La séance de l'Assemblée nationale du Québec du 3 juin 2026, présidée par la vice-présidente, a débuté par des déclarations de députés soulignant des anniversaires d'organismes et des hommages. Le projet de loi n° 8, encadrant la langue d'enseignement en formation professionnelle et aux adultes, a été présenté. La période de questions a été dominée par les critiques de l'opposition sur la perte de 130 000 emplois à temps plein sous la CAQ, le recul de la productivité, la dette de la SAAQ, la position ambigüe du gouvernement sur les énergies fossiles, le déclin du français et le refus de prolonger le moratoire sur les évictions. Le gouvernement a défendu son bilan en évoquant le contexte tarifaire et ses actions. Des motions sans préavis ont été adoptées, notamment sur la loi 79 (enfants autochtones disparus), la Semaine des personnes handicapées et le personnel politique. Les crédits budgétaires 2026-2027 ont été adoptés. En soirée, les principes de plusieurs projets de loi ont été adoptés : le projet de loi n° 3 sur la carte électorale (adopté avec l'appui transpartisan), le projet de loi n° 4 (loi Gabie Renaud) sur la protection des partenaires intimes, le projet de loi n° 22 bonifiant les pouvoirs des municipalités, le projet de loi n° 24 contre l'usurpation d'image, et le projet de loi n° 23 réformant la loi P-38 sur la santé mentale (adopté sur division).
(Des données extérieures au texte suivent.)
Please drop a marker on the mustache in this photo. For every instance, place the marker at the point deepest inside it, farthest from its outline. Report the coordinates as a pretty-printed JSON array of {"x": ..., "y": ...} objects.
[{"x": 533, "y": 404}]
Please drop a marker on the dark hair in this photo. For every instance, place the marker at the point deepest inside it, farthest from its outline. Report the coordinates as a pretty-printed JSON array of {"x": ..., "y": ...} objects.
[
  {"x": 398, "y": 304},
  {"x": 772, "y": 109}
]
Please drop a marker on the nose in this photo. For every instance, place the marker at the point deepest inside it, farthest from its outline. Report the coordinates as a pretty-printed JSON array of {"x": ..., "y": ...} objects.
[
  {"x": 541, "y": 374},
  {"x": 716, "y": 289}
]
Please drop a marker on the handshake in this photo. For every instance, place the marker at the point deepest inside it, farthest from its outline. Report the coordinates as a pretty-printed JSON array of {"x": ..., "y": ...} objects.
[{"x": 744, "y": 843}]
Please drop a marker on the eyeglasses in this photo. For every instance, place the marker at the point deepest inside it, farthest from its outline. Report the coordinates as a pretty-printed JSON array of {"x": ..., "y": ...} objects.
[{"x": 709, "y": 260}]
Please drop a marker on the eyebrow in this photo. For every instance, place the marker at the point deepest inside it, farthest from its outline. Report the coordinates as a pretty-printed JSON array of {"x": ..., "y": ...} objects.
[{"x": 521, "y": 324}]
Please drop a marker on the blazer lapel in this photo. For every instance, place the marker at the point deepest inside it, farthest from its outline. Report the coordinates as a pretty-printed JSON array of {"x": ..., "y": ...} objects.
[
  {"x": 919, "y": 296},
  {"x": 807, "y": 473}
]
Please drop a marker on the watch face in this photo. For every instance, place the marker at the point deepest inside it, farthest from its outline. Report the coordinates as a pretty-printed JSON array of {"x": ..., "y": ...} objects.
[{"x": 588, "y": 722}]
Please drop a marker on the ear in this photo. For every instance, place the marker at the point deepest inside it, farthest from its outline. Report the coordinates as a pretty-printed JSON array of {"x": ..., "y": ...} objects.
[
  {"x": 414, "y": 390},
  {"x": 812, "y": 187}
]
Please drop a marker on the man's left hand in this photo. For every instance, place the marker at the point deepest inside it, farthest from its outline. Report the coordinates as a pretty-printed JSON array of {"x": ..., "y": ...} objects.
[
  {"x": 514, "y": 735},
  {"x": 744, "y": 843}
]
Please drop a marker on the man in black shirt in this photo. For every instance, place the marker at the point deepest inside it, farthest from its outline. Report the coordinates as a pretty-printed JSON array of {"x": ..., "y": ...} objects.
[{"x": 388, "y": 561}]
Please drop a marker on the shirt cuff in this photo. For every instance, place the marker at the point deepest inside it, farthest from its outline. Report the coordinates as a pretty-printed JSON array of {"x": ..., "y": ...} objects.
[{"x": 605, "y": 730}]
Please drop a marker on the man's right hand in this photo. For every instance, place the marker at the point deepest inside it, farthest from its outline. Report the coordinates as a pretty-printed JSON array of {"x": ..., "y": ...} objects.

Projet de loi n° 3 — Loi visant à assurer la représentation effective des électeurs

Le débat sur le projet de loi n° 3, visant à assurer la représentation effective des électeurs, a été marqué par un large consensus transpartisan. Les députés de la CAQ, du PLQ, de QS et du PQ ont souligné la nécessité de préserver les circonscriptions de la Gaspésie et de l'île de Montréal, menacées de disparition par la dernière révision de la carte électorale. Pour y remédier, le projet de loi porte le nombre total de circonscriptions à 127, en maintenant 12 circonscriptions de l'ancienne carte (4 en Gaspésie–Bas-Saint-Laurent, 8 à Montréal) et en entérinant le reste de la nouvelle délimitation. Il prévoit aussi la création d'un comité indépendant chargé de moderniser les critères de délimitation. En opposition, le député de Saint-Jérôme et la députée de Rimouski ont critiqué l'ingérence des parlementaires dans un processus qui devrait relever de la Commission de la représentation électorale, invoquant l'État de droit et le manque de consultations. Le principe du projet de loi a été adopté sur division.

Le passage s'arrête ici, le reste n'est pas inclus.